My first research project brought me from the Special Collections at the Deering Library to Rio de Janeiro, Brazil in 2016. I focused on the 1930 re-urbanization proposal Alfred Agache organized for the city of Rio (which was the first of its kind); I used ArcGIS to better understand how his plans cartographically censored and legitimated the removal of predominately Black neighborhoods despite Agache’s claims for a more equitable and “modern” city. I received funding to conduct archival research, visit sites, and conduct interviews in Rio during that summer, and the project eventually became my qualifying paper.

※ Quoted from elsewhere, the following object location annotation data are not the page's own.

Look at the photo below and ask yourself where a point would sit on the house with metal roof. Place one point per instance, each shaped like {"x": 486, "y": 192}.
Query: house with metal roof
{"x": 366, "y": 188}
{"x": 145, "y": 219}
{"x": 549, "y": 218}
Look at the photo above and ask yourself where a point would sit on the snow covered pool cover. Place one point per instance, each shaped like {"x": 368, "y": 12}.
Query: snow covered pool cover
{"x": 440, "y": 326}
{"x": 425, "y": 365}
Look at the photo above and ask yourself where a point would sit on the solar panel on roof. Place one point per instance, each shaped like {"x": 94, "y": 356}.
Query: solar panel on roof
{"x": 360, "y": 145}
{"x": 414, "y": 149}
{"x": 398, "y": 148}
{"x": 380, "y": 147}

My research since then has taken me across the Atlantic, and my dissertation will hopefully answer the following question: in the wake of the anti-colonial struggles for independence in Africa during the 1960s and 1970s, how did people in Angola, Cabo Verde, Guinea-Bissau, and Moçambique visualize their futures and use the visual to (re)construct a sense of self? Bringing together the ephemeral visual material (i.e., political posters, murals, and pamphlets) that people created, circulated and encountered, I use visual analysis, critical race theory and critical fabulation archival tactics to examine how revolution and liberation were defined and redefined artistically. I hope to better understand how works of art were mobilized as part of the larger struggle toward independence and how artists’ methods provide insight into what was (im)possible in a climate of physical devastation, psychological torment, and brutally enforced censorship to produce the most potent images of what a decolonial revolution and future could look like.

What particularly interests you about working within an art museum?

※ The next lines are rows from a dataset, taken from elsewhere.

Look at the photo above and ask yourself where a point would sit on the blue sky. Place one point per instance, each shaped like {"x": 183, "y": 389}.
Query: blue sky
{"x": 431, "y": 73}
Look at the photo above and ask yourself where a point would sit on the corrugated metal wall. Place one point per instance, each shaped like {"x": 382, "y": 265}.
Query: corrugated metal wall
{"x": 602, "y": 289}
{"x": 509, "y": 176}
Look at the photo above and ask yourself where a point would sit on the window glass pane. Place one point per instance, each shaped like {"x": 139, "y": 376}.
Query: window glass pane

What interests me about art museums—and university art museums in particular—is the depth of questioning one can engage in with the same objects over time. Bringing objects together in an exhibition in order to tell a broader story has always fascinated and inspired me, and I especially appreciate the unique opportunity we have here to encourage students who might otherwise never spend time with artwork to think more critically about what they see and how these works relate to specific moments in time, contemporary or otherwise.

What will you be focusing on while you are here?

Throughout this academic year, I will help Dr. Kathleen Bickford Berzock and the team at the Block with the upcoming exhibition, Caravans of Gold, Fragments in Time: Art, Culture, and Exchange across Medieval Saharan Africa. I especially look forward to helping curator Kathleen Bickford Berzock develop a syllabus and undergraduate course in relation to the exhibition that will be taught this Spring quarter.

What drew you to the Block Museum mission, exhibitions, and collection?

The Block’s mission is what primarily drew me in and its exhibitions have added a special component to my graduate studies. I admire the commitment its staff has to ensuring that the collection and exhibition programming relate to and expand upon the various curricula and goals of faculty and students here. The special relationship it has cultivated with Chicago and the surrounding communities has also really impressed me, and I feel honored to be part of the team here.

What museum exhibitions or programs (outside the Block) have inspired you lately?

A recent exhibition at the Art Institute of Chicago, cleverly titled Volta Photo Starring Sanlé Sory and the People of Bobo-Dioulasso in the Small but Musically Mighty Country of Burkina Faso, stands out. The dynamic presentation of studio portraits, the recreation of a studio environment (with the inclusion of a backdrop, studio props, and a phonograph that played the sounds of Volta Jazz) were especially compelling. The stories highlighted in the wall texts foregrounded the possibilities of exhibition curation for audiences who might otherwise be completely unfamiliar with photographic practices in the “small but mighty country” of Burkina Faso (and across the African continent more broadly), and it reminded me of the potential that a single room of objects can do to help re-orient one’s worldview.